Slower but doesn’t destroy memory. However, it doesn’t really meet the goal either as it returns a nasty list with empty parts.

Attempt 5: Reduce Recurse Readlines

f = open('hypertext.html','r')

def find_ahref(z,htxt):
    a = htxt.find("<a href=")
    if a != -1:
        a = a+9
        b = a+htxt[a:-1].find(">")-1
        href = htxt[a:b]
        z.append(href)
        return find_ahref(z,htxt[b:-1])
    else:
        return z

def preduce(fn,ls,a):
    ls.insert(0,a)
    return reduce(fn,ls)

lines = f.readlines()
hrefs = preduce(find_ahref,lines,[])

f.close()

Summary

Fast, although it relies on their being many multiple lines.

Attempt 6: Something Completly Different

Instead of looking for the “a href” first we will look for the end “>” and search for the “a href” to that point.

hrefs = []

f = open("hypertext.html","r")
f_str = f.read()
f.close()

while True:
    b = f_str.find(">")
    if b == -1:
        break
    a = f_str[0:b].find("<a href=")
    if a != -1:
        hrefs.append(f_str[a+9:b-1])
    f_str = f_str[b+1:-1]

Summary

While good in theory, it does not handle large strings well; and by well I mean not at all. However it did get the correct hrefs from a smaller list.
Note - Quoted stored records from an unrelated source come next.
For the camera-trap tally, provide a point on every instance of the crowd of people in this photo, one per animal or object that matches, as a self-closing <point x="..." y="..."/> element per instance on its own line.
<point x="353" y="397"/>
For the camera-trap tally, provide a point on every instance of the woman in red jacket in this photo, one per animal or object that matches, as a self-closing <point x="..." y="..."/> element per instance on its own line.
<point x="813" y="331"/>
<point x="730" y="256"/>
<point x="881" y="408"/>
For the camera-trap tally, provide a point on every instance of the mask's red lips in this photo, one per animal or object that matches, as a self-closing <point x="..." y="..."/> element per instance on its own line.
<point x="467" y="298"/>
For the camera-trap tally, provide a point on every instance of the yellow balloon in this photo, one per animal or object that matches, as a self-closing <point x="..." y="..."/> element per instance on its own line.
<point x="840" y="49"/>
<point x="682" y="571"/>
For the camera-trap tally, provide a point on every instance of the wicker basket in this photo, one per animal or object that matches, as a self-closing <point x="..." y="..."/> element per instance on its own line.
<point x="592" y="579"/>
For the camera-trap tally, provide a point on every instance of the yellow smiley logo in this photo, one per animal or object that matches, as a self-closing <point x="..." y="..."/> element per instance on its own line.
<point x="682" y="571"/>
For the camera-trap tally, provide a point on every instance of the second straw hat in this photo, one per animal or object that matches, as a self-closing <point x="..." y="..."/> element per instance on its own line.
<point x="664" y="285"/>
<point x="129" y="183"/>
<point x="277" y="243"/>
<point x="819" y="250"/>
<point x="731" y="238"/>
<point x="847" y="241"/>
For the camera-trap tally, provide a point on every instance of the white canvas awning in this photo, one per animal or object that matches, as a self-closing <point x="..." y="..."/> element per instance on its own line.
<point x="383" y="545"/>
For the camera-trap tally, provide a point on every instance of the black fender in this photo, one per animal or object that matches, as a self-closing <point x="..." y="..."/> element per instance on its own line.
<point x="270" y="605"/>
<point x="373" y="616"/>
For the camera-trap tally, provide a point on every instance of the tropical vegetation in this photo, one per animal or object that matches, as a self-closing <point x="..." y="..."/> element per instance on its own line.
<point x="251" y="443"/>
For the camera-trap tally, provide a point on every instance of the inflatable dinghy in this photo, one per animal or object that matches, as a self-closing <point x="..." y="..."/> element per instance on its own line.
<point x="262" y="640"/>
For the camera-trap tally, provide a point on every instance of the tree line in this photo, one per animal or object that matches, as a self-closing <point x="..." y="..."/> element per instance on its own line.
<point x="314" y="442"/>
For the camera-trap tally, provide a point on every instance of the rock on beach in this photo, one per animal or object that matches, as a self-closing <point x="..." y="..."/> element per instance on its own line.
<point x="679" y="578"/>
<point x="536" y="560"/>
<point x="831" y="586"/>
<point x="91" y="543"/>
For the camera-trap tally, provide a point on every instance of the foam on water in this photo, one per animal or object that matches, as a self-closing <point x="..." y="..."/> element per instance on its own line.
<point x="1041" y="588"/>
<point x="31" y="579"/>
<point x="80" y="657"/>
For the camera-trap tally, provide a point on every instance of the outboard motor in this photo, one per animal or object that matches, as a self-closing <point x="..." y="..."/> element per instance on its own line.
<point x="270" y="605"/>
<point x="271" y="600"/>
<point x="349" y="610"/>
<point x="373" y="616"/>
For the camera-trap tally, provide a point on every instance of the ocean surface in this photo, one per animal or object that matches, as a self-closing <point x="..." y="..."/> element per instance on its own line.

Attempt 7: Split & (P)Reduce

Rather than breaking the large string up by line, we will break it up by a character “>”.

def is_ahref(a,b):
    y = b.find("<a href=")
    if y != -1: a.append(b[y+9:-1])
    return a

def preduce(fn,ls,a):
    ls.insert(0,a)
    return reduce(fn,ls)

hrefs = preduce(is_ahref,open("hypertext.html","r").read().split(">"),[])

Summary

This is the fastest of them all, slightly faster than Reduce Recurse Readlines, and can even handle large single string lines quickly.

Conclusion

  • Self-recursion is not good when passing around the same string to itself.
  • Concatenating a long list of charaters from a string and checking for “a href” does not destroy memory but is very slow.
  • Breaking a large string into smaller ones is faster and deosn’t destroy memory.
  • Reading by line is only one way to make a large string (or file) into smaller strings.